The Effects of Air Pollutants on Ocular Surface in the Single-Pollutant Model
The effects of air pollutants on ocular surface in the single-pollutant model are shown in Table 3. Significant associations were found between increased OSDI scores and higher O3 exposures for 1 day, 1 week, and 1 month before the examination {β (1 day/week/month) = 0.414 [95% confidence interval (CI): 0.178–0.528]/0.454 (95% CI: 0.186–0.753)/0.486 (95% CI: 0.164–0.796), p = 0.004/0.001/0.000, per 1 ppb increase, respectively}, and higher SO2 concentrations for 1 day and 1 week [β (1 day/week) = 0.402 (95% CI: 0.127–0.667)/0.520 (95% CI: 0.084–0.956), p = 0.004/0.020, per 1 μg/m3 increase, respectively]. As for tear secretion, higher O3 exposures for 1 day, 1 week, and 1 month were associated with decreased ST [β (1 day/week/month) = −0.113 (95% CI: −0.158 to −0.032)/−0.133 (95% CI: −0.221 to −0.087)/−0.191 (95% CI: −0.283 to −0.091), p = 0.043/0.032/0.003, respectively] and TMH [β (1 day/week/month) = −0.089 (95% CI: −0.161 to −0.006)/−0.166 (95% CI: −0.209 to −0.014)/−0.189 (95% CI: −0.225 to −0.013), all p = 0.000]. Higher PM2.5 exposure was associated with increased ST for 1 day, 1 week, and 1 month [β (1 day/week/month) = 0.044 (95% CI: −0.038 to 0.127)/0.121 (95% CI: 0.009–0.188)/0.166 (95% CI: 0.014–0.319), p = 0.039/0.034/0.033, per 1 μg/m3 increase, respectively]; however, with decreased TMH for 1 day [β = −0.087 (95% CI: −0.113 to −0.002), p = 0.009] and 1 month [β = −0.014 (95% CI: −0.026 to −0.003), p = 0.017]. Higher PM10 exposure for 1 day, 1 week, and 1 month were associated with decreased TMH [β (1 day/week/month) = −0.095 (95% CI: −0.158 to −0.003)/ −0.116 (95% CI: −0.201 to −0.011)/−0.210 (95% CI: −0.317 to −0.102), p = 0.000/0.007/0.000, per 1 μg/m3 increase, respectively]. Adverse associations were found between NO2 concentration and ST for 1 month [β = −0.323 (95% CI: −0.492 to −0.154), p = 0.000, per 1 μg/m3 increase], as well as TMH for 1 day, 1 week, and 1 month [β (1 day/week/month) = −0.011 (95% CI: −0.016 to −0.006)/−0.019 (95% CI: −0.028 to −0.010)/−0.034 (95% CI: −0.044 to −0.025), all p = 0.000, respectively]. Adverse associations were found between TBUT and various air pollutants, such as PM2.5, PM10, O3, and SO2. Additionally, increased CFS scores were associated with higher PM2.5, PM10, O3, SO2, and NO2 exposures.
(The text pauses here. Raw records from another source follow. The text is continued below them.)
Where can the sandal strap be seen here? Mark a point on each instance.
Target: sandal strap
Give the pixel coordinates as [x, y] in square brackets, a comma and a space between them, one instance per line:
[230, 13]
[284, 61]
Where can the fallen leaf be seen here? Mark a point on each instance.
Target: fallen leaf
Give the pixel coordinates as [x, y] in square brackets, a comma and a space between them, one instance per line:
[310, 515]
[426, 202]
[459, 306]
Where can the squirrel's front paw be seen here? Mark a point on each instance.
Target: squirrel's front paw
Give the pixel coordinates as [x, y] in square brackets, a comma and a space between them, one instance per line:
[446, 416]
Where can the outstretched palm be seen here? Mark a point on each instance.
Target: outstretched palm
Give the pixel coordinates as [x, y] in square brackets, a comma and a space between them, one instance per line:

Exposure to air pollution for 1 month had a greater effect on MG, such as MG expression and PM2.5 [β = 0.035 (95% CI: 0.011–0.060), p = 0.005], PM10 [β = 0.019 (95% CI: 0.009–0.021), p = 0.045], O3 [β = 0.015 (95% CI: 0.002–0.028), p = 0.020] and NO2 [β = 0.022 (95% CI: 0.002–0.042), p = 0.033]; MG secretion and O3 [β = 0.068 (95% CI: 0.046–0.089), p = 0.000], and NO2 [β = 0.068 (95% CI: 0.046–0.089), p = 0.000]; MG loss and NO2 [β = 0.025 (95% CI: 0.006–0.045), p = 0.012], PM2.5 [β = 0.075 (95% CI: 0.051–0.100), p = 0.000], PM10 [β = 0.024 (95% CI: 0.009–0.040), p = 0.003], and O3 [β = 0.025 (95% CI: 0.012–0.037), p = 0.000].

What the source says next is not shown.